Nov 11, 1918 - Calgary WWI Victory parade
Then the Crime Writers of Canada put out a call for submissions for its 40th anniversary anthology. Stories had to be set in Canada, feature 'cold' in some way, and be under 5,000 words. I hauled out the backstory and set it during a Calgary cold wave in December 1918, with a detective, rather than a villain, protagonist. A benefit of writing a detective from the early twentieth century is that I didn't have to know about DNA, data bases, and other modern police gadgetry. Since I only had a short space to establish reader connection with my protagonist, I gave him a wound--his wife had died a year earlier in childbirth--and developed a romantic subplot.

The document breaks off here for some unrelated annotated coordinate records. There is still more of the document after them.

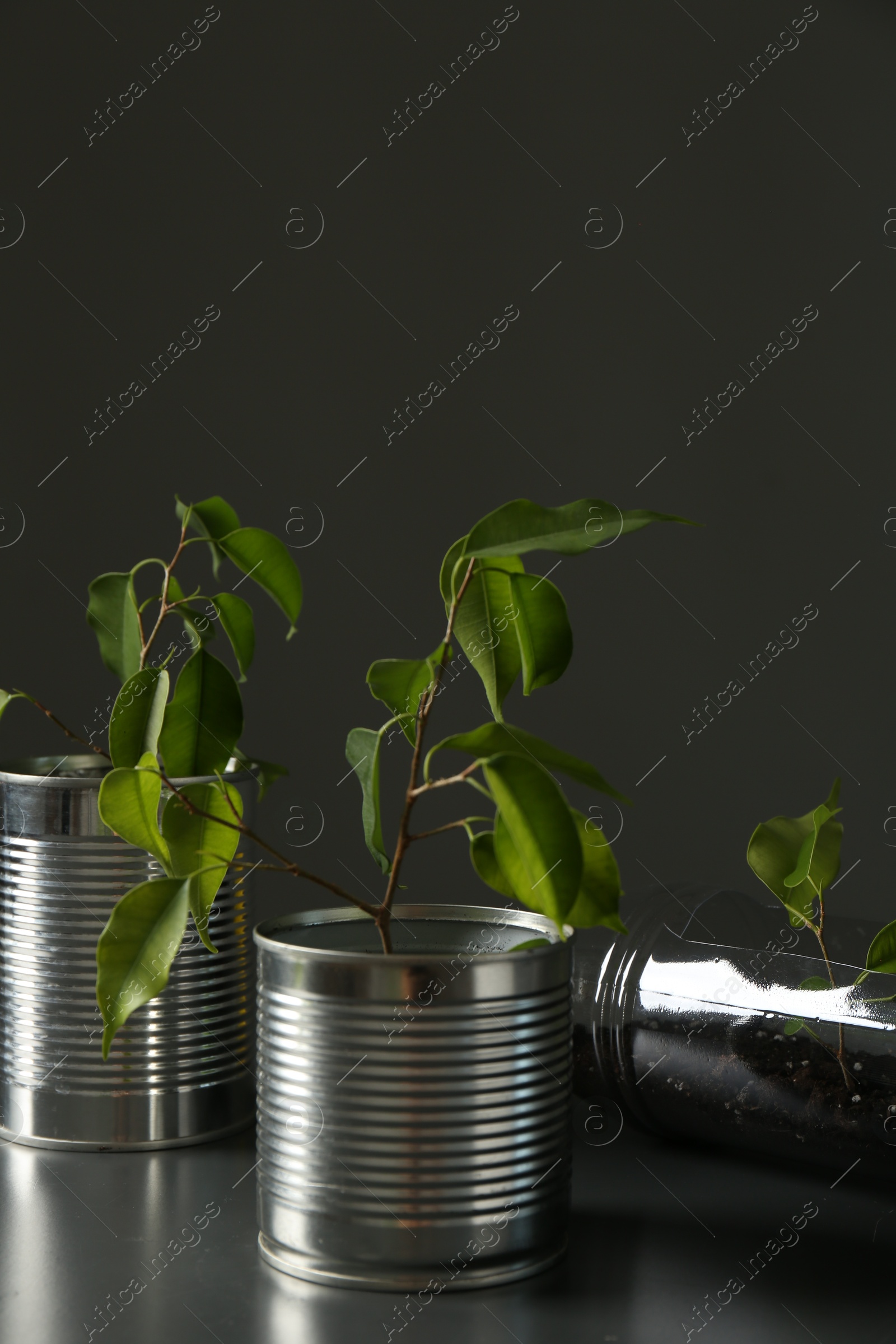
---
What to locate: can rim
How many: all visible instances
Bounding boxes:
[0,753,254,789]
[253,903,575,967]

I wrote the story, sent it off, and was thrilled last month to learn A Deadly Flu will be included in the Cold Canadian Crime Anthology, to be released this May. Meanwhile I've been working on my novel-in-progress. Inspired by my historical detective, for the first time in a novel I’m including the viewpoints of two detectives in addition to my insurance adjuster sleuth. I foresee much research into modern police work. One day soon, I’d like to write a historical novel and, perhaps, develop A Deadly Flu into a novella, a genre I haven't tried. That’s another thing I like about writing short stories—they can be stepping stones to future books.